One of my most vivid early memories can be dated precisely to the twelfth of April 1961.  My grandmother had died the previous November, and we had been clearing her tiny terrace house in Haltwhistle. Getting on the train to travel home felt like being expelled from a childhood paradise. I’ll come back to that idea of Paradise as a place in a few moments.

 Once we were home, I took myself to bed significantly before the usual time for the ten-year-old me but I was very soon shaken awake by my mother.

“You must come down and watch the news! The Russians have sent a man into space!”

After that first manned space flight, Yuri Gagarin was widely quoted as saying that he been into space but that he hadn’t seen God or Heaven. He never said it – the comment was made by Soviet leader Nikita Khrushchev and, many years after Gagarin’s early death, a friend revealed that, like so many people of his generation, Gagarin had been discreetly baptized into the Russian Orthodox Church as an infant and that he made sure that his daughter Yelena was baptized shortly before his space mission, in case he did not return safely. 

Khrushchev’s piece of atheistic propaganda was prompted by the once widespread belief that the universe had what Bishop John Robinson called “a three-decker structure” – earth in the middle, hell down below and heaven up above.
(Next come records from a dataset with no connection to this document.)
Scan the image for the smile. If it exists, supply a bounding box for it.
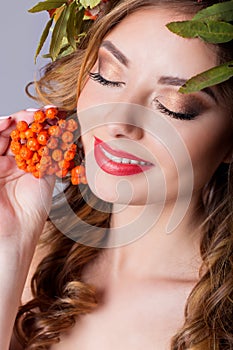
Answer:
[94,137,154,176]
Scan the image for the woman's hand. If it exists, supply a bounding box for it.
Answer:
[0,111,55,350]
[0,111,54,244]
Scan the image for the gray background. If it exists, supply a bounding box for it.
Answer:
[0,0,49,115]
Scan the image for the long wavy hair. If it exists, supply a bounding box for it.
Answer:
[15,0,233,350]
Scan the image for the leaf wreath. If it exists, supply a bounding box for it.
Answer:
[167,0,233,93]
[28,0,233,93]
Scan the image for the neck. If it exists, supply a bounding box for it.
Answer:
[106,193,204,281]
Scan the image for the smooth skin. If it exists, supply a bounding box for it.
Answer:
[0,9,232,350]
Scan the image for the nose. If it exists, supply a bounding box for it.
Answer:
[105,103,144,140]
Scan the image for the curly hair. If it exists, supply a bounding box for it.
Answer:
[15,0,233,350]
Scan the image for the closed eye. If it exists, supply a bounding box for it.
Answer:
[155,100,198,120]
[89,72,125,87]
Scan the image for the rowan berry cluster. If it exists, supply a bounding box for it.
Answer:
[10,107,87,185]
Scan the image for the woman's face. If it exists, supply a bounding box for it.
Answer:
[77,8,232,205]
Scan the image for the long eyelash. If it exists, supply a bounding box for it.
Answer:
[155,100,197,120]
[89,72,125,87]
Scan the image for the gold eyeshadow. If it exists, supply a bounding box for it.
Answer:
[156,89,211,115]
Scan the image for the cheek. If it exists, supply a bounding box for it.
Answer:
[182,127,227,188]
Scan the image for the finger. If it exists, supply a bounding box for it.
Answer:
[0,156,23,180]
[0,133,10,155]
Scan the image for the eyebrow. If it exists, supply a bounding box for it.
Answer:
[100,40,129,67]
[158,76,218,102]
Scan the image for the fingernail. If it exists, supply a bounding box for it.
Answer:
[0,115,11,120]
[44,105,56,109]
[25,108,39,112]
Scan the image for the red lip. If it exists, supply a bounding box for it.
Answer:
[94,137,154,176]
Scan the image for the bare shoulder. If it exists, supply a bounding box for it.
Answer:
[9,224,52,350]
[21,226,49,305]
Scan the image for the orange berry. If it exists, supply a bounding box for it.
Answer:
[69,143,77,152]
[25,128,36,139]
[64,150,75,161]
[32,170,44,179]
[16,120,28,131]
[48,125,62,137]
[19,131,26,140]
[27,164,36,173]
[37,130,49,146]
[31,122,43,133]
[27,137,40,151]
[80,176,88,185]
[19,145,33,160]
[10,141,21,154]
[52,148,63,162]
[55,169,68,178]
[45,107,58,119]
[57,119,66,130]
[71,176,81,185]
[46,162,59,175]
[33,109,46,123]
[61,131,74,143]
[60,142,70,151]
[47,137,58,149]
[71,165,85,177]
[38,146,49,157]
[11,129,20,141]
[66,119,78,132]
[40,156,52,166]
[36,163,48,173]
[15,154,24,163]
[31,152,41,164]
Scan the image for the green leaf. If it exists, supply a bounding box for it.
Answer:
[75,7,85,36]
[49,6,69,61]
[34,16,53,63]
[179,61,233,93]
[193,0,233,22]
[166,21,233,44]
[28,0,66,13]
[79,0,101,9]
[66,2,77,49]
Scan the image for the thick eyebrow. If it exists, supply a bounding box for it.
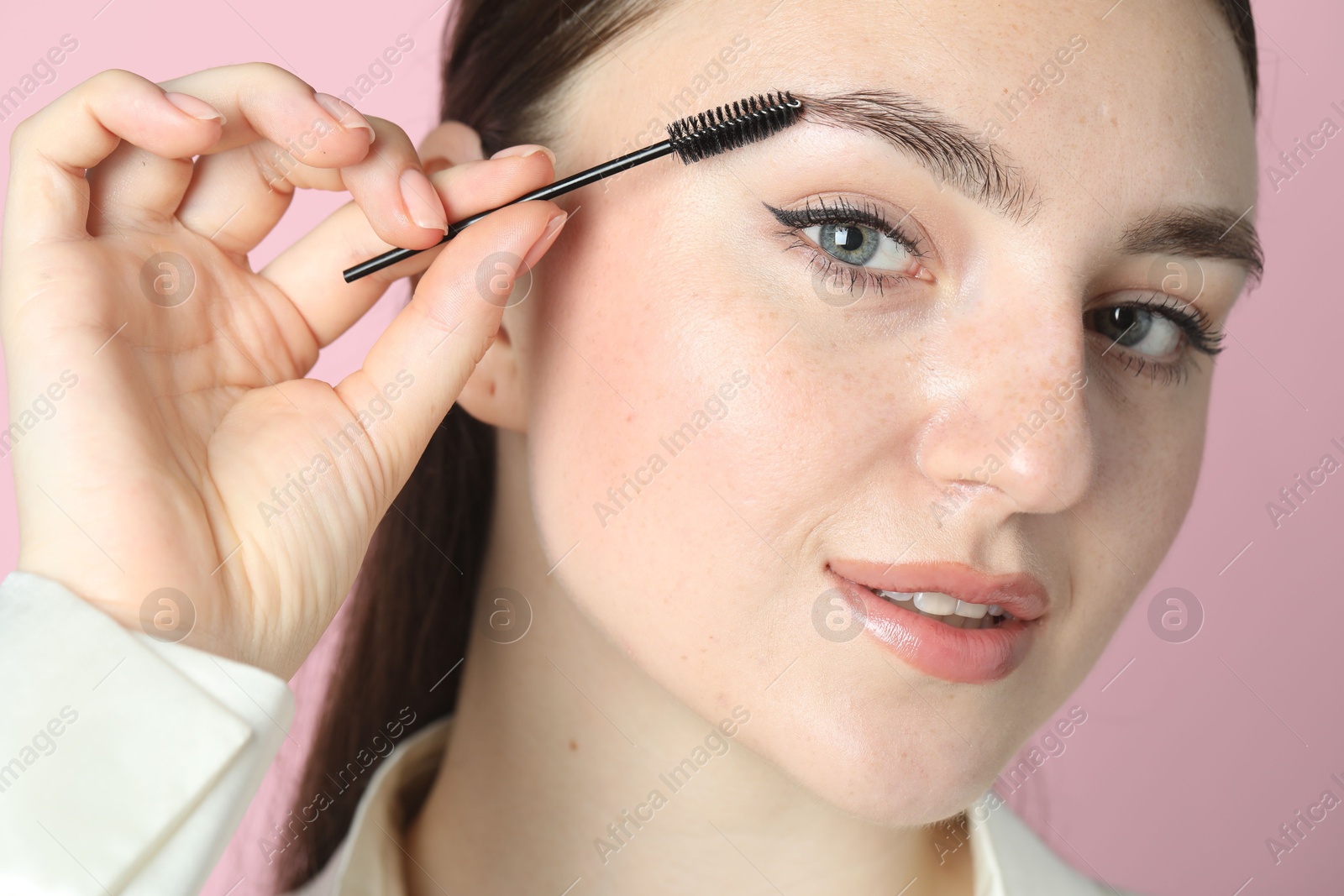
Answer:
[1121,206,1265,280]
[798,90,1265,280]
[798,90,1037,220]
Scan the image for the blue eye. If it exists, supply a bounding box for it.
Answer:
[1089,305,1183,358]
[802,222,914,273]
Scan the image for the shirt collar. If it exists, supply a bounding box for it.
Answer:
[307,719,1100,896]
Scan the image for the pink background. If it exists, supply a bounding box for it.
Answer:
[0,0,1344,896]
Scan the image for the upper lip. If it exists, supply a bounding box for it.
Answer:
[828,560,1050,619]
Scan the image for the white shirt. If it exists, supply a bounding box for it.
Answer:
[0,572,1139,896]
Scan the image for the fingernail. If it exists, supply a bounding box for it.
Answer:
[519,211,570,273]
[164,90,226,123]
[313,92,376,143]
[402,168,448,233]
[491,144,555,165]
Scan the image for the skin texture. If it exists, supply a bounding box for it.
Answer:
[406,0,1255,893]
[0,0,1255,896]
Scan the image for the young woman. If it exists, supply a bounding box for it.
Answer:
[0,0,1261,896]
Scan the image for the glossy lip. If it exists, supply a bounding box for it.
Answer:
[827,560,1048,684]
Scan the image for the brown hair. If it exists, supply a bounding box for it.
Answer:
[277,0,1257,889]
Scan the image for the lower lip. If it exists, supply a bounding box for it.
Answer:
[837,576,1035,684]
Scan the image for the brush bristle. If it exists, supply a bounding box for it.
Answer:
[668,92,802,165]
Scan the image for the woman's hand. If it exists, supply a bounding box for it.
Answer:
[0,65,563,677]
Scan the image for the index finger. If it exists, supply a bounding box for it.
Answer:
[4,69,223,247]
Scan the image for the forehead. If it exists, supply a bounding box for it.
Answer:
[578,0,1255,217]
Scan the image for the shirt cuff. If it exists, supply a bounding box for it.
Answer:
[0,572,294,896]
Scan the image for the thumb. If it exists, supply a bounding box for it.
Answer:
[336,202,566,496]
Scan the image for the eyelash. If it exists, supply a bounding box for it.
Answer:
[766,196,1225,385]
[766,196,923,296]
[1087,293,1226,385]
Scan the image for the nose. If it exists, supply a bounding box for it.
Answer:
[916,278,1095,513]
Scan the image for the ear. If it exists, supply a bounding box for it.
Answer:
[457,309,527,432]
[419,121,486,175]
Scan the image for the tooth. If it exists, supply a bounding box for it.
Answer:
[953,600,990,619]
[916,591,957,616]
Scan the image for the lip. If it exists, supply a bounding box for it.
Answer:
[828,560,1048,684]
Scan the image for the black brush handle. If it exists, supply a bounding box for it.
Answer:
[341,139,676,284]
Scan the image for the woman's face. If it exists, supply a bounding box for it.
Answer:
[506,0,1255,824]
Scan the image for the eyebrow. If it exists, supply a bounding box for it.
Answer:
[798,90,1265,280]
[1121,206,1265,280]
[798,90,1039,220]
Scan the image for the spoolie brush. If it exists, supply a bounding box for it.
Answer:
[343,92,802,284]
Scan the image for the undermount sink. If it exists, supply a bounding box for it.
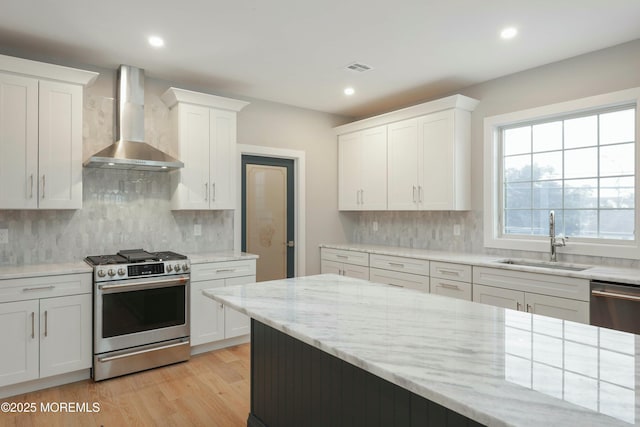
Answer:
[497,258,591,271]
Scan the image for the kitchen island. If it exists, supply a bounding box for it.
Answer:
[204,275,640,426]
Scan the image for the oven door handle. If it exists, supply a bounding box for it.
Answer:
[591,290,640,302]
[98,277,189,293]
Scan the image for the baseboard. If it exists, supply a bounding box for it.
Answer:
[191,335,251,356]
[0,369,91,399]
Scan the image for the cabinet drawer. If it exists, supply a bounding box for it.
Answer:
[191,259,256,282]
[371,254,429,276]
[0,273,92,302]
[473,267,589,301]
[369,268,429,292]
[431,277,471,301]
[429,261,471,283]
[320,248,369,267]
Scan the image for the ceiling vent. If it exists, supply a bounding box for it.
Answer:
[346,62,372,73]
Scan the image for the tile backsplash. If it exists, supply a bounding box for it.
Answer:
[348,211,640,268]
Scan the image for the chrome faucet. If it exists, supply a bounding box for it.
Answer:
[549,211,569,262]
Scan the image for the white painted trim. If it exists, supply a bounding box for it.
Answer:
[160,87,249,112]
[0,55,100,86]
[333,95,480,135]
[484,87,640,259]
[233,144,307,277]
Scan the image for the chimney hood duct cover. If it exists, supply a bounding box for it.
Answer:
[84,65,184,171]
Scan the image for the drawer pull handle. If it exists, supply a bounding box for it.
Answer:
[22,285,55,292]
[216,268,236,273]
[438,268,460,276]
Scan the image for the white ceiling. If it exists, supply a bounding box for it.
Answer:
[0,0,640,117]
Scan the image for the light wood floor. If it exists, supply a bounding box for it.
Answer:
[0,344,250,427]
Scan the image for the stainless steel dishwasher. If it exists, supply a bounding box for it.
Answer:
[591,280,640,334]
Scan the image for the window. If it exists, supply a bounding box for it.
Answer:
[500,105,636,240]
[484,88,640,259]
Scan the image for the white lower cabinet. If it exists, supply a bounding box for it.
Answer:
[369,254,429,292]
[191,259,256,346]
[473,267,589,324]
[0,274,92,386]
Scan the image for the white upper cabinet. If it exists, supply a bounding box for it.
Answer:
[338,126,387,210]
[335,95,478,210]
[0,55,98,209]
[162,88,248,210]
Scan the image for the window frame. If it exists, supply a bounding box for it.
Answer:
[484,88,640,259]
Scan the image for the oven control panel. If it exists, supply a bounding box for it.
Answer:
[94,259,191,282]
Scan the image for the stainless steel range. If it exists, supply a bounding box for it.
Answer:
[85,249,191,381]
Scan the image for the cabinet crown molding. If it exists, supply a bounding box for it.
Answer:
[333,95,480,135]
[0,55,100,86]
[161,87,249,112]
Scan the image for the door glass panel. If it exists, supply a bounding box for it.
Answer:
[245,164,287,282]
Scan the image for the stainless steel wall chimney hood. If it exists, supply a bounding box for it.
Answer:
[84,65,184,171]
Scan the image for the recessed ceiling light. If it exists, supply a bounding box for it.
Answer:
[500,27,518,40]
[149,36,164,47]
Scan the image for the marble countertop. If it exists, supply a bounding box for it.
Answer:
[187,251,258,264]
[204,275,640,427]
[320,243,640,286]
[0,261,93,280]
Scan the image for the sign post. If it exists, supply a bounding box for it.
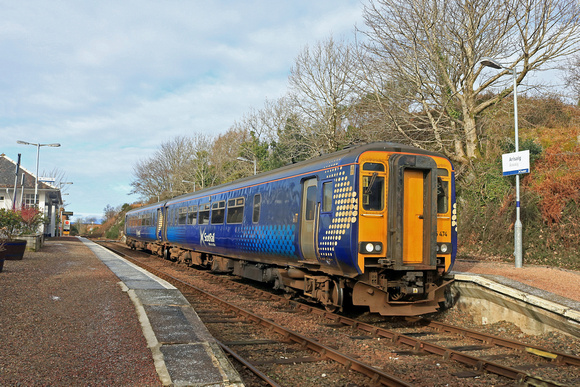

There are striking images of the Ascension of Jesus Christ from past centuries inspired by that belief, including frescoes and paintings in which He has almost disappeared upwards into a cloud and only His feet can still be seen. 

Our reading from Acts might seem to suggest the kind of vertical take-off those paintings and frescoes depict, so how can we understand the Ascension now that we know, as Khrushchev put it, that heaven is not “up there”? A three-dimensional explanation won’t do but our understanding of dimensions suggests a way forward. We experience four dimensions because we ourselves and the world we inhabit clearly have three and we also know the passage of time, which is the fourth. It may help to think of heaven, of Paradise, of being in the full presence of God, not as being in a place but as experiencing dimensions of which, during our earthly lives, we are only intermittently aware; dimensions glimpsed, as it were from the corner of our eyes. 

Our Celtic pagan ancestors and their Christian successors had a sense of this, for they spoke of “thin places”, places where those extra dimensions can be glimpsed. Places can be geographical, they can be buildings such as our church and they can be acts of prayer and worship, including our Eucharist. The altar around which we shall presently gather is a “thin place”, a place where we draw near to the many dimensions of the divine and the divine draws near to us

I have several times been back to my childhood paradise as an adult and, on one occasion, I took a Russian friend and his family with me. A few years later, he returned the compliment by taking me to the beautiful lakeside village in Novgorod Province where his grandparents had lived. The church there was desecrated in Stalin’s time and has remained a ruin. My friend explained how, as a small boy, he played in the ruins and, looking up at the damaged fresco of Christ in majesty on the inside of what had been the main dome, had a sense of something mysterious and very important – a glimpse of those other dimensions. What he didn’t know then, because he was deemed too young to keep the secret, was that his parents had, like Gagarin’s parents, arranged for him to be baptized in a clandestine service. Clandestine because his father’s job depended on his being a member of the Communist Party.

One of the prayers that the Russian Orthodox Church uses on Ascension Day includes these profound words:

“In your Ascension, you exalted us and glorified us together with yourself.”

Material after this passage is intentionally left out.